Writing about her brother - making him a person - who he really was, showing the lotus plant in his apartment that hadn't been watered since his detention
[a personal, family-driven story/portrait - again, the theem of
lesson - don't speak - point
people's ability to make their own voices heard (yes!)
as advocates we've historically put ourselves in the situation of speaking on behalf of - and that's no longer our job
Bob Geldoff as the antithesis of this point don't speak model - but even as LiveAid was really
the blog community created a serious conversation - african bloggers challenging them
the advocates saying "we wanted to help" and the african bloggers saying we didn't ask for this site
technorati divided the liveaid conversation into music and africa
people all over the world have access to these toos - and they can/will tell you what they think - they often want you to shut the hell up
0 to 1 billion users in 36 years
from 1 billion to 2 billion in the next 6 years
2005 - 36% of users in Asia, 23% in North America
The next billion users?

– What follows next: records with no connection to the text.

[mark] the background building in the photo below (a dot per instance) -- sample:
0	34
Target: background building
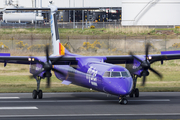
125	12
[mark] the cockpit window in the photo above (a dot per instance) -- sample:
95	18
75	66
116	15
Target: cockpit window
116	74
125	74
106	74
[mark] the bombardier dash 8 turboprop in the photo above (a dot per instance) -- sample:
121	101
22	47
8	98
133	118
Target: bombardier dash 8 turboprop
95	72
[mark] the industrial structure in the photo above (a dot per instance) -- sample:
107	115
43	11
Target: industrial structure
126	12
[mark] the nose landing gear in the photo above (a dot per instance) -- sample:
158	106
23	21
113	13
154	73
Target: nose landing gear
135	91
37	93
123	100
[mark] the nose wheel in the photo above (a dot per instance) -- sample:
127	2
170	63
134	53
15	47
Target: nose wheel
37	93
123	101
135	91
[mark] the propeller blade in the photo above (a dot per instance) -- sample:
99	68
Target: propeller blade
135	57
48	82
57	71
57	59
135	70
144	78
147	50
36	74
157	73
47	53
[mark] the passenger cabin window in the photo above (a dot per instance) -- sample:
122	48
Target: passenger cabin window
106	74
117	74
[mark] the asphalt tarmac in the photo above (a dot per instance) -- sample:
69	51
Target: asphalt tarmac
88	106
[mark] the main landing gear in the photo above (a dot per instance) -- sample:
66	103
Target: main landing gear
123	100
37	93
135	91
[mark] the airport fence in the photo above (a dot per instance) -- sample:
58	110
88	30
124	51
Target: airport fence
120	45
68	25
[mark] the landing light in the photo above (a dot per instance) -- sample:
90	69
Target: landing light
149	57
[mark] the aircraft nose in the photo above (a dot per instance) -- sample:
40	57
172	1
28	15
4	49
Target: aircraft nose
124	89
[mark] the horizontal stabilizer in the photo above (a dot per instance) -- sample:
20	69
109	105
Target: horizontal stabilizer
170	52
5	54
66	82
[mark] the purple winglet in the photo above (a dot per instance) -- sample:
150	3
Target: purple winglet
170	52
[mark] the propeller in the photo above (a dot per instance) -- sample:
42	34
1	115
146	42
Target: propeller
47	67
145	65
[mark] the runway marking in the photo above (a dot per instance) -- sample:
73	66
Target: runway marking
9	98
18	108
75	101
89	115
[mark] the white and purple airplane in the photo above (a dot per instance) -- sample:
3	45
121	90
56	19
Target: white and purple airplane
94	72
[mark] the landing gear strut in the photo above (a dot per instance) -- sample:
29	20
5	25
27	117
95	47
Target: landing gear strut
123	100
135	91
37	92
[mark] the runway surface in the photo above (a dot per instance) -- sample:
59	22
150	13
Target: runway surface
92	105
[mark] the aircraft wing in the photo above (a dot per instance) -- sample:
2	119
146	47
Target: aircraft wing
73	60
34	60
152	58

China, India, Brazil, Africa, MENA
1995 new users read email
2000 new users read content
2005 new users create content
so the next billion aren't users - they're authors
as the web spreads, we need to assume that people will speak for themselves
focus on access to publishing tools
knowledge to use them
translation
context
amplification
Global Voices launched 18 months ago
brought together "bridge" bloggers from around the world - trying to paint a picture of what's going on in their communities/countries
viewed by 600,000 people per month
access to tools isn't as much as a problem as you think - case in point for many global vision bloggers
(it depends on who - again - there are tiers of privilege in every community)
main issue is protecting people from government/censorship/arrest - ensuring that it's possibile to blog honestly
cross-pollination of international causes, advocacy
try to make the authors famous - get press
goal is to get more voices into the media sphere - but not to put mainstream media out of business.
using the mainstream media to spread the word on a larger scale
i don't want to sound like a one-note band - but the throughline here is storytelling.
When everyone has a phone with a video camera, the word can get out, but it becomes about context and translation
Human Rights Watch doesn't blog - but it asks others to do it - I blog for Human Rights campaign - put a badge on your site
Children's drawings of Darfur (hrw.org/photos/2005/darfur/drawings) - perhaps the most powerful documentation of what's happening. This brings up the link between artmaking/personal expression/situational interpretation and the potential for more powerful awareness that actually facilitates change. The responses from and to an emotional perspective that can inspire passion/commitment, with the framing of intellectual understanding the and a pragmatic approach/process of social action.
Ethan has been live blogging from this session (http://www.ethanzuckerman.com/blog/?p=819).
One of the meta themes in this session, and the entire morning, is the primacy of people on the ground - bottom-up approaches to telling the stories, editing and aggregating them, facilitating the change and framing the policy and infrastructure needs according to local perspectives. And with the context encouraged by Ethan, Howard Rheingold and others, the local perspectives will, in many cases, converge. These new tools seem to enable a real convergence of the cliche "the personal is political."
Ethan - commenting on the non-automated, personal
Panelist comments from audience Q&A:
There is a real distinction between blogging and journalism.
There is no such thing as objective reporting
This reiterates the need for more reports to flesh out a full picture - but this is also contradicted by the reality that most people choose to read blog sources/news portals/etc that reflect what they already know and believe. A questions that hasn't come up this morning is how to get people to actually listen to the multiplicity of voices and perspectives.